Posted Jun 28, 2007 11:27 UTC (Thu) by forthy (guest, #1525)
In reply to: One-sided debate by man_ls
Parent article: More quotes of the week - scenes from a flame war

How can the arrow travel a distance which can be infinitely subdivided?

The funny thing here is that current physics says basically that you can't infinitely subdivide neither the distance, nor the time - it's all quantized. If you could subdivide both distance and time infinitely, it works out ok again, as well (just that this type of mathematics was developed 2000 years later). But if you feel uncomfortable with infinity, take the current view of the universe, which is finite and quantized in time and space.

Why is there anything instead of nothing?

Now this is a real hard problem, but even in math you have to accept some assumptions before you can even ask a single question.

One-sided debate

Posted Jun 28, 2007 23:40 UTC (Thu) by man_ls (guest, #15091) [Link]

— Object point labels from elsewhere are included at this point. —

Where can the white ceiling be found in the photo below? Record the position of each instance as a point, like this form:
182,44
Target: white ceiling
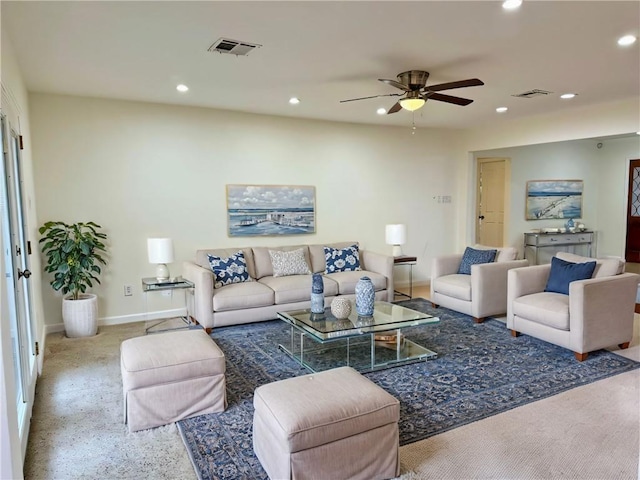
327,51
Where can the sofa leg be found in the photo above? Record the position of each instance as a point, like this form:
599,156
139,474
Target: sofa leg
581,357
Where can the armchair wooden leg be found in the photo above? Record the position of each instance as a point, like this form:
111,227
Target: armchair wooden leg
581,357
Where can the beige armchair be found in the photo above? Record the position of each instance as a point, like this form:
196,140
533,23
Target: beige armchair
597,313
482,293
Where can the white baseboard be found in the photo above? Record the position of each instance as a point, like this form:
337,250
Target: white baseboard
118,320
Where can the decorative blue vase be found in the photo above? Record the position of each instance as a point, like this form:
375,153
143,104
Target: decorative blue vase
317,294
365,297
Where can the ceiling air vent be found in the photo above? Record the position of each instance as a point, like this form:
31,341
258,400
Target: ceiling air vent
234,47
532,93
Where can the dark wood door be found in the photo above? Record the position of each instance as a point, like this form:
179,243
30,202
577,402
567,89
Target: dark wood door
632,249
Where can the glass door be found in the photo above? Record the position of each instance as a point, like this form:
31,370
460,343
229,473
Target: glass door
16,260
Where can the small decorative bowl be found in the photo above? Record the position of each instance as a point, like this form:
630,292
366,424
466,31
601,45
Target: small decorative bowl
340,308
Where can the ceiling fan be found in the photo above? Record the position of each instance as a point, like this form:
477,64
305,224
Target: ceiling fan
416,93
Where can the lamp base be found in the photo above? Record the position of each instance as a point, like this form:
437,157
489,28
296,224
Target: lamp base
162,272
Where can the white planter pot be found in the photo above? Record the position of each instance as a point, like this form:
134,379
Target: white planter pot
80,316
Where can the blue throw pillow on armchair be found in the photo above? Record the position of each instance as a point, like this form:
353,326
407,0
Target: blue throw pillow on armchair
472,256
563,273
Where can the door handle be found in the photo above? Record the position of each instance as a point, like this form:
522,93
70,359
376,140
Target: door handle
25,274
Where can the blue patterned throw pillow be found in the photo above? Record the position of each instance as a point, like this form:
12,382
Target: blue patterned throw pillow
472,256
562,273
342,259
229,270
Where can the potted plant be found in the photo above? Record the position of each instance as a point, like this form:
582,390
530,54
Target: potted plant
74,254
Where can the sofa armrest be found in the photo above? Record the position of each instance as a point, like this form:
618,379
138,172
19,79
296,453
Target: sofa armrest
489,285
203,281
379,263
445,265
601,311
525,281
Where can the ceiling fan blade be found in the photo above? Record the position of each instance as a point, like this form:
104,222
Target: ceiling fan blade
397,107
471,82
393,83
447,98
373,96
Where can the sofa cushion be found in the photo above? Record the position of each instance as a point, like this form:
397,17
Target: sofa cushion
455,286
232,269
347,281
546,308
242,295
289,263
605,267
472,256
505,254
316,254
342,259
562,273
203,260
295,288
262,258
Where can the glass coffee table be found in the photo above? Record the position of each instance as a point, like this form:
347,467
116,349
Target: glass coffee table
321,341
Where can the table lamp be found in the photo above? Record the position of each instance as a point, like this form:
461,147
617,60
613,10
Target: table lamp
160,252
396,235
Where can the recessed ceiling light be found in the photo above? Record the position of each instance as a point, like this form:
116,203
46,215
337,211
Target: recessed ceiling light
627,40
511,4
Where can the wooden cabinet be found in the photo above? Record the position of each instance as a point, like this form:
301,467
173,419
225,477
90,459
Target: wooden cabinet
540,247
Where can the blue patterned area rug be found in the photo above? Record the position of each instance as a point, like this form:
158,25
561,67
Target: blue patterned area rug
481,370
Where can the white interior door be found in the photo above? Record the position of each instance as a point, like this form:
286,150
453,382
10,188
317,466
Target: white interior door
15,247
491,194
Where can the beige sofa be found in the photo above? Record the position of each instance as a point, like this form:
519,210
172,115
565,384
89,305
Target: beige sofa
597,313
265,295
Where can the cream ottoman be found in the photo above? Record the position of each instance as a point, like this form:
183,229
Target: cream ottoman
170,376
330,425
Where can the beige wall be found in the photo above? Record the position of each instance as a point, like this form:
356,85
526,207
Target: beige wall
143,170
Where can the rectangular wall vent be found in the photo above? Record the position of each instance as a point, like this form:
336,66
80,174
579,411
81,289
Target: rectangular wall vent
532,93
234,47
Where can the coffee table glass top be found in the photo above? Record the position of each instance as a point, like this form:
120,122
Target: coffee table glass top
386,316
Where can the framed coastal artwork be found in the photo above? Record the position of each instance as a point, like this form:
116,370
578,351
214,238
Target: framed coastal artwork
548,199
264,210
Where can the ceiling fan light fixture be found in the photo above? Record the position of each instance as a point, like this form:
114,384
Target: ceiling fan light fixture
511,4
627,40
412,104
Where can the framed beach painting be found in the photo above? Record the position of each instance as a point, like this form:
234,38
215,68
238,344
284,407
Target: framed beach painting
548,199
262,210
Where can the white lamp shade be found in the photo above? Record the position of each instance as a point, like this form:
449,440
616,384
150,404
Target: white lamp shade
396,234
160,250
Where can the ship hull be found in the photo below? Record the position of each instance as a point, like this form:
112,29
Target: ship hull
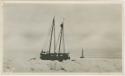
54,56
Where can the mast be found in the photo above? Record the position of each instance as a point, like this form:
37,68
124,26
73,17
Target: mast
53,28
82,54
60,37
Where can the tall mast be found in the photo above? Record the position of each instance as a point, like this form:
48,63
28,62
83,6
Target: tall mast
61,32
82,54
53,27
54,35
63,36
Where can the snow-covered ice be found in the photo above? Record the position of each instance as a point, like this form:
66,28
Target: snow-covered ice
73,65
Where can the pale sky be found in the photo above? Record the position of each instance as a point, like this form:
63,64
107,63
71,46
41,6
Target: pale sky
95,27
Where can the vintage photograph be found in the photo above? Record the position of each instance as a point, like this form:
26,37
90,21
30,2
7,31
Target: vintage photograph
62,38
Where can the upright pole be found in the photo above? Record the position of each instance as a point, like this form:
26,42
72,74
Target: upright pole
51,36
60,40
54,36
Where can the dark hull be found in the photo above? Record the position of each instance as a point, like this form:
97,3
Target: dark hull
54,56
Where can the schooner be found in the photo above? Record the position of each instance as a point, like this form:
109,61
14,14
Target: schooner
58,54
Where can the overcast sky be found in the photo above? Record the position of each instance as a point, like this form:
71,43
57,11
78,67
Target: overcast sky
95,27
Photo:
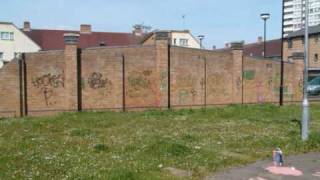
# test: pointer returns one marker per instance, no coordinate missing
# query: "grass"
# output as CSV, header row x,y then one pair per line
x,y
138,145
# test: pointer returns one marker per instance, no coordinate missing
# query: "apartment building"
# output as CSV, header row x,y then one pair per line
x,y
294,14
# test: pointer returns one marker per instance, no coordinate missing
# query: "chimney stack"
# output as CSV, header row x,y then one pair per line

you can't infinitely subdivide neither the distance, nor the time - it's all quantized.
I'm not sure what you mean by this -- certainly, time and space could be subdivided infinitely when I studied QED. At the same time, too; the equations used to work just fine. It just doesn't make too much sense under a threshold.

If I remember correctly, one way to derive the equations of quantum mechanics was to suppose that particles could only be in the vertices of a lattice, and then make the separation between lattice nodes go to zero.

By the way, "quantized" doesn't mean that a magnitude cannot be infinitely subdivided; it means that it can only take certain values. Those values need not be equally spaced, and they can be determined to arbitrary precision too, like the energies for a particle. Particles will usually be in a superposition of states so their energy cannot be ascertained. The same happens for time and space; but those two magnitudes are not quantized and so the particle has a wave function which spreads over space.

Perhaps I misunderstood you? Are you talking about a different theory?

But if you feel uncomfortable with infinity, [...]
Maybe I gave the impression that I have a phobia to infinity or something. I don't, I'm probably like every other guy, I'm fascinated and scared by it. I was just suggesting that, now as 2500 years ago, infinities start at the point where we stop understanding things; a subtlety which was not very well expressed, it seems.
[...] take the current view of the universe, which is finite and quantized in time and space.
The Universe is only finite because we would like it to be. Cosmologists are still searching for "dark matter", a substance about which we have no proof, just so that the equations yield a finite Universe. This "dark matter" is more faith than substance, if you ask me.